Афинаида слушала с замирающим сердцем, совершенно потрясенная. На подругу же напал нехороший задор, она говорила быстро, сбиваясь:
– Со старцем нашим тоже непорядок. По-моему, Лежнев что-то знал про него… Очень уж любил Всебедушка, когда мальчишки вокруг него крутились, ноги, пальцы ему растирали… Не знаю, было ли что еще… А может и знаю, не спрашивай, противно! В общем, Лежнев к нему вечерами, после исповеди приходил и спрашивал, кто, да чем, да о чем… А потом с нами – помнишь ведь: «Мне Господь открыл про тебя, Афинаида…»
– Но ведь это же… – прошептала ошеломленная девушка.
– «Это же»! Там похлеще шутки были, но опять не спрашивай, откуда знаю! Да я ведь еще и Фролушку блаженного застала, как к нему девок посылали для смирения гордыни! Они натирают ему грязную спину мазями, морщатся, а он хохочет да плюется… Нет, Ида, нечему им нас учить! Ни обыкновенным, ни самым-распресамым православным. Все они на одно лицо! Ну, да Господь им судья, а меня не трогайте…
Афинаиде стало грустно. Потрясение понемногу проходило, и она почему-то подумала, что подруга, несмотря на годы, проведенные в Афинах, осталась провинциалкой. Слишком много эмоций, чересчур яркая помада… Но в то же время – здоровая воля к жизни, свойственная жителям пелопонесских ущелий, которые лишь вздохнут после камнепада и снова начнут пристраивать к утесу немудреный домишко…
– Это всё очень печально, что ты рассказываешь, – промолвила Афинаида. – Мне даже и ответить, наверное, нечего… Ничего, что я только слушаю?
– Да слушай, слушай! Я же к тебе за этим и пришла, не думай. – Ирина засмеялась, но как-то деланно. – Всё равно ты о себе почти ничего не говоришь… Ну, в следующий раз, хорошо? Я страшно рада тебя видеть!
Уже переступая порог, гостья вдруг обернулась и потрепала Афинаиду по макушке:
– А ты не хочешь уже в монахини, как раньше, вот и славно.
Афинаида смутилась:
– Да я еще и не знаю ничего, в общем-то…
– У тебя на лбу, душа моя, написано гораздо больше, чем ты сама знаешь, не обольщайся на этот счет. Ну, пока, ты не пропадай! – Ирина чмокнула подругу на прощание и махнула рукой.

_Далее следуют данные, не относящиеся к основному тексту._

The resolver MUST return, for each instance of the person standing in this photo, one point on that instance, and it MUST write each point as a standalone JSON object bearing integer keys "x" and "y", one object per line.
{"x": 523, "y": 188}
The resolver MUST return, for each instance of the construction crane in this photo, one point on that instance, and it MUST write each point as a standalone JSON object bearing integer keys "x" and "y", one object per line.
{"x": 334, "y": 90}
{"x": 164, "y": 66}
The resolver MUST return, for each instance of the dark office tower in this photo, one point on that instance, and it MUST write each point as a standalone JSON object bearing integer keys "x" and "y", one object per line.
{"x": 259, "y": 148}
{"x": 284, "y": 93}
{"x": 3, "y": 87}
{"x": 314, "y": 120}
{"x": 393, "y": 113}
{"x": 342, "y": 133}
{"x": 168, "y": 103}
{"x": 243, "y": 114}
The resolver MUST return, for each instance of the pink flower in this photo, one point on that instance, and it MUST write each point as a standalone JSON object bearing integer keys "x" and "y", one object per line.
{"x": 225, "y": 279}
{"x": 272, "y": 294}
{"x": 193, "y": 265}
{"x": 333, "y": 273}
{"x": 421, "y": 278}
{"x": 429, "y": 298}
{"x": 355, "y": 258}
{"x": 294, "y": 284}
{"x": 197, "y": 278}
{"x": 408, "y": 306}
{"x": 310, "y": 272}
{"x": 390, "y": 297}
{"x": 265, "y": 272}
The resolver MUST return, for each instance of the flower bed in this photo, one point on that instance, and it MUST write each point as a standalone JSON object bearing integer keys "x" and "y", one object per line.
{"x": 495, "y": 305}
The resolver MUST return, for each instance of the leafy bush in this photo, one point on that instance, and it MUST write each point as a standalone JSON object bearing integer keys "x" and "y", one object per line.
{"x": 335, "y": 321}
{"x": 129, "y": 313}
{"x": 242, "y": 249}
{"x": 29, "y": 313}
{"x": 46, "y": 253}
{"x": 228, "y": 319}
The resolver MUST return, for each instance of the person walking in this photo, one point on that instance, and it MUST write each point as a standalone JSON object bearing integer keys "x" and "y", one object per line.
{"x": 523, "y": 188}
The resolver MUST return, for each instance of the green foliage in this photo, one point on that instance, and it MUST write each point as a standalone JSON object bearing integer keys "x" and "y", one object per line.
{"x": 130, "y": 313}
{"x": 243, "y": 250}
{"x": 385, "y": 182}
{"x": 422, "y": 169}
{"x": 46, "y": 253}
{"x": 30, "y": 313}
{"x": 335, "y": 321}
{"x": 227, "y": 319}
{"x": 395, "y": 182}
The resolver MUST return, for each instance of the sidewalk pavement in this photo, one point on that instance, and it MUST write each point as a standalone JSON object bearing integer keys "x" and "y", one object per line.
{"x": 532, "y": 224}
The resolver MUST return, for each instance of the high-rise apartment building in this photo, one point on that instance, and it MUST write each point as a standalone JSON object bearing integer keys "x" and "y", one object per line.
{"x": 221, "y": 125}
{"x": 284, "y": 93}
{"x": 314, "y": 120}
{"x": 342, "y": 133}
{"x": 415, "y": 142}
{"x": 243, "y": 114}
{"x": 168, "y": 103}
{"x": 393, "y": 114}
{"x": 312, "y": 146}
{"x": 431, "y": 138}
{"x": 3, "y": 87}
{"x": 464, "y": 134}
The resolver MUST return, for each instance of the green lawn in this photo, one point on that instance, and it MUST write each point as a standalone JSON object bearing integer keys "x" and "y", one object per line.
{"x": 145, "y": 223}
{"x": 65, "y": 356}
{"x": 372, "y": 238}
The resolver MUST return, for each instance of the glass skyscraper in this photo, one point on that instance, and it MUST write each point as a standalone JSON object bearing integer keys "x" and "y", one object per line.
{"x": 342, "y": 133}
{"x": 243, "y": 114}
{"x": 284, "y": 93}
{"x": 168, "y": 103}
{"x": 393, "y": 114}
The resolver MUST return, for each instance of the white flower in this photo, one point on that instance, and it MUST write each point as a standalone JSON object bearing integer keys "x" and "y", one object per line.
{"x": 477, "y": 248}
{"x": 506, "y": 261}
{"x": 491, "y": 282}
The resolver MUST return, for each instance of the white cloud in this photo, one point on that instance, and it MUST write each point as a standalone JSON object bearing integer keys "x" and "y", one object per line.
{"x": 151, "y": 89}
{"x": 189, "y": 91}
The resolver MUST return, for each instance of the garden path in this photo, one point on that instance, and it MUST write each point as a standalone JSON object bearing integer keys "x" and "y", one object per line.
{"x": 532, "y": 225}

Киннам не спеша брел по улочкам старого Кракова. Опустился вечер, и сумерки оставили для города только два цвета – серый и коричневый. Шершавые стены, булыжная мостовая, клочки зимнего неба – всё, казалось, изменило своим природным оттенкам, приспособившись к этой невеселой палитре. Правда, в окнах горело немало желтых огней, которые оживляли улицы, делая их необыкновенно уютными.

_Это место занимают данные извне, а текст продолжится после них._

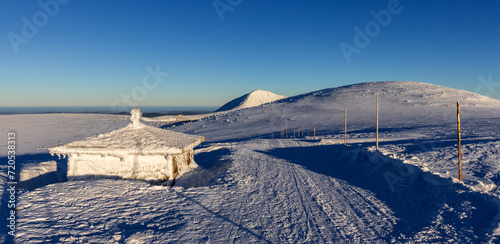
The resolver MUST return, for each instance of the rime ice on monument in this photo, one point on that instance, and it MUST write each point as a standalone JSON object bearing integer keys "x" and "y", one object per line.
{"x": 137, "y": 151}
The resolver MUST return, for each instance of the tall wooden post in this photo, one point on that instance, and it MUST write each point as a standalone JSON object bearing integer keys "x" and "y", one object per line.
{"x": 377, "y": 120}
{"x": 345, "y": 128}
{"x": 459, "y": 144}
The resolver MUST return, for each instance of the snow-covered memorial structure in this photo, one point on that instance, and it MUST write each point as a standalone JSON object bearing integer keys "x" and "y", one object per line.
{"x": 137, "y": 151}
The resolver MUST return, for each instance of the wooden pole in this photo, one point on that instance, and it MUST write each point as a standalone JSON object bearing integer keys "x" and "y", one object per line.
{"x": 345, "y": 128}
{"x": 377, "y": 120}
{"x": 459, "y": 144}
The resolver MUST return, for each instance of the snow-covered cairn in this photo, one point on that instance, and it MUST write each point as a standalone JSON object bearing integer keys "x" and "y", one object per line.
{"x": 137, "y": 151}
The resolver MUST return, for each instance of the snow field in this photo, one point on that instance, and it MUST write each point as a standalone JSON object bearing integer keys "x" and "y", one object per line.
{"x": 293, "y": 190}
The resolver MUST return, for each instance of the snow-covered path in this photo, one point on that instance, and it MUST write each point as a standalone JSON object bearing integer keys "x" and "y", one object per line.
{"x": 275, "y": 191}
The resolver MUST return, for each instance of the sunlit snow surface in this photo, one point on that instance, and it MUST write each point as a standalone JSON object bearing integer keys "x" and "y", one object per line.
{"x": 253, "y": 188}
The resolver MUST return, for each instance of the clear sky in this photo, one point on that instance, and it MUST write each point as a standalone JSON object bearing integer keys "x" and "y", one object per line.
{"x": 97, "y": 53}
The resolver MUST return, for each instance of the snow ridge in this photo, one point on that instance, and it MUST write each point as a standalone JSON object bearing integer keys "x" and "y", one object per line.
{"x": 252, "y": 99}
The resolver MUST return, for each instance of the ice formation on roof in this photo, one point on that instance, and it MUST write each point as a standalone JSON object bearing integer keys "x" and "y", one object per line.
{"x": 136, "y": 138}
{"x": 135, "y": 117}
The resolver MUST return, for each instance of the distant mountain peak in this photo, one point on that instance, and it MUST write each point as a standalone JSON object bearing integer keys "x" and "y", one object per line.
{"x": 255, "y": 98}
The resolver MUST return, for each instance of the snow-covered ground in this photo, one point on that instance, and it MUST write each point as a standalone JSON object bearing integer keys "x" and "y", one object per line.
{"x": 254, "y": 186}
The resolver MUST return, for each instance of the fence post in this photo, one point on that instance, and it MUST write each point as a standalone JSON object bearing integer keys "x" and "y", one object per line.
{"x": 377, "y": 120}
{"x": 459, "y": 144}
{"x": 345, "y": 127}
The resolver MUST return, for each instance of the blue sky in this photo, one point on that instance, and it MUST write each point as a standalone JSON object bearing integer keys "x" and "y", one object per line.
{"x": 95, "y": 53}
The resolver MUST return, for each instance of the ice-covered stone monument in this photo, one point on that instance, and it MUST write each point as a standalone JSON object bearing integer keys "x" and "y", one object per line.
{"x": 137, "y": 151}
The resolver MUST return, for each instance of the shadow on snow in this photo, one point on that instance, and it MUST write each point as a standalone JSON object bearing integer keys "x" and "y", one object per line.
{"x": 417, "y": 198}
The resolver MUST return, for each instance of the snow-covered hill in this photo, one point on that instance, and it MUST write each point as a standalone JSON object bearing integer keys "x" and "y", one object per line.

Великий ритор шел в гости. До назначенного времени оставалось еще сорок минут, и можно было неторопливо наслаждаться безмятежностью вечера. Странная у него сегодня намечалась встреча, неожиданная и непонятная. Практически незнакомая девушка пригласила его на семейное торжество, обещая осчастливить нужными фотокопиями… Вот уж такого поворота он не ожидал, отправляясь на встречу с ней в художественную школу!
Школу Феодор накануне нашел без труда. Она располагалась в массивном здании нелепого архитектурного стиля, который когда-то назывался в Восточной Европе «стекло и бетон». Правда, стекла здесь было не так уж много, зато бетонные пилоны, балки и апсиды громоздились внушительно, отчего школа чем-то напоминала старинный форт. Пани Гражину Киннам тоже нашел быстро, и она провела его длинными коридорами, слегка подсвеченными тусклыми светильниками, в крыло, где располагались юные фотографы. Здесь стоял шум, серые стены были сплошь завешены фотографиями, повсюду шныряло разновозрастное детство и юношество. Затем Феодор очутился в большой комнате, заставленной всевозможной техникой: старинные увеличители с кожаными мехами, мультстанки на массивных чугунных станинах, современные аппараты с дисплеями и хромированными рельсами… А также морально устаревшие серебристые приборы с перепутанными пропорциями и компьютеры, компьютеры. Пани Гражина, заметив удивленный взгляд Киннама, объяснила:
– Это все наши шефы. Они уже полвека сюда отправляют списанную аппаратуру, обычно еще вполне пригодную к работе. Но, конечно, половину всего этого хлама давно пора сдать в музей, руки вот не доходят!